4

I want a regular expression, which returns only digits, which are within a word, but I can only find expressions, which returns all digits in a string.

I've used this example: text = 'I need this number inside my wor5d, but also this word3 and this 4word, but not this 1 and not this 555.'

The following code returns all digits, but I am only interested in ['5', '3', '4'] import re print(re.findall(r'\d+', text))

Any suggestions?

Barbaros Özhan
  • 59,113
  • 10
  • 31
  • 55
Kiri
  • 55
  • 4

2 Answers2

1

You can use

re.findall(r'(?<=[a-zA-Z])\d+|\d+(?=[a-zA-Z])', text)

This regex will extract all one or more digit chunks that are immediately preceded or followed with an ASCII letter.

A fully Unicode version for Python re would look like

(?<=[^\W\d_])\d+|\d+(?=[^\W\d_])

where [^\W\d_] matches any Unicode letter.

See the regex demo for reference.

Wiktor Stribiżew
  • 607,720
  • 39
  • 448
  • 563
  • 1
    [^\W\d_] doesn't exactly match any Unicode letter.
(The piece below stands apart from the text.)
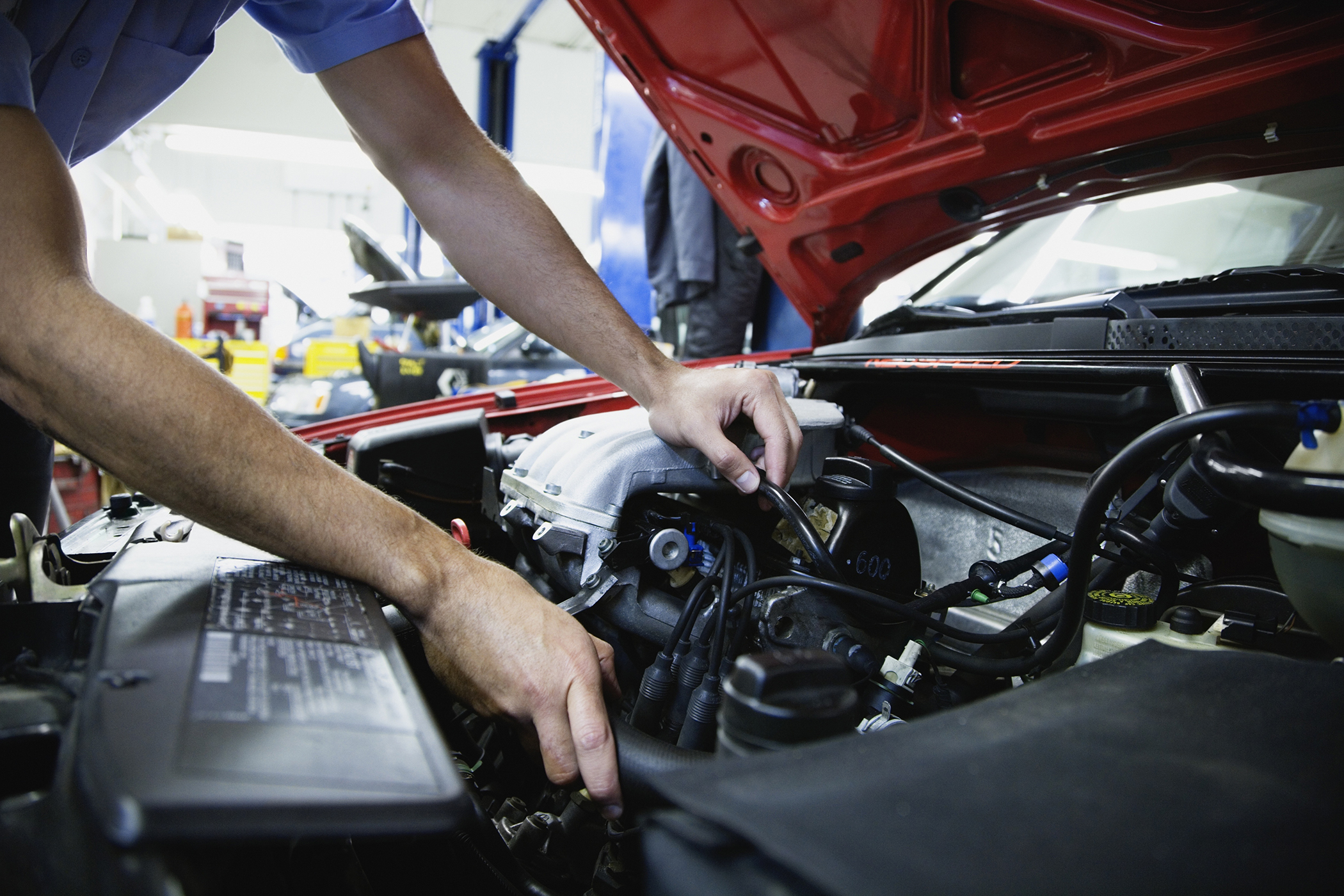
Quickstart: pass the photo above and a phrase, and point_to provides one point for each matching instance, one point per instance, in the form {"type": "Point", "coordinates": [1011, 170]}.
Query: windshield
{"type": "Point", "coordinates": [1190, 232]}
Actually, it isn't based on, or uses the Unicode definition of \w or \W. A Unicode compliant version of \w includes the characters in \p{gc=Mark}, while re module included them in \W instead. Compare with the regex module which has a more Unicode compliant implementation of \w and \W. Python documentation rarely indicates where it differs from Unicode. – Andj Mar 16 '23 at 00:04
  • @Andj See [Match any unicode letter?](https://stackoverflow.com/a/6314634/3832970) – Wiktor Stribiżew Mar 16 '23 at 00:15
  • 1
    @wiktor_stribiżew, considering the example you link to doesn't use anything that would match \p{gc=Mark}. Compile a pattern `pattern = re.compile(r'[^\w]', re.U)` then try `re.sub(pattern, "", 'Stribiżew')` then try `re.sub(pattern, "", unicodedata.normalize("NFD",'Stribiżew'))`. The first will give you Stribiżew, the second will give you `Stribizew` with the combining character stripped out. – Andj Mar 16 '23 at 01:57
  • 1
    A Unicode compliant implementation of `\w` would match U+0307, the re module doesn't. – Andj Mar 16 '23 at 02:00
-1

An approach with str.translate, without the use of regex or re module:

from string import ascii_letters

delete_dict = {sp_character: '' for sp_character in ascii_letters}
table = str.maketrans(delete_dict)

text = 'I 77! need 1:5 this number inside my wor5d, but also this word3 and this 4word, but not this 1 and not this 555.'

print([res for s in text.rstrip('.').split()
       if not (s2 := s.rstrip(',')).isnumeric() and (res := s2.translate(table)) and res.isnumeric()])

Out:

['5', '3', '4']

Performance

I was curious so I did some benchmark tests to compare performance against other approaches. Looks like str.translate is faster even than the regex implementation.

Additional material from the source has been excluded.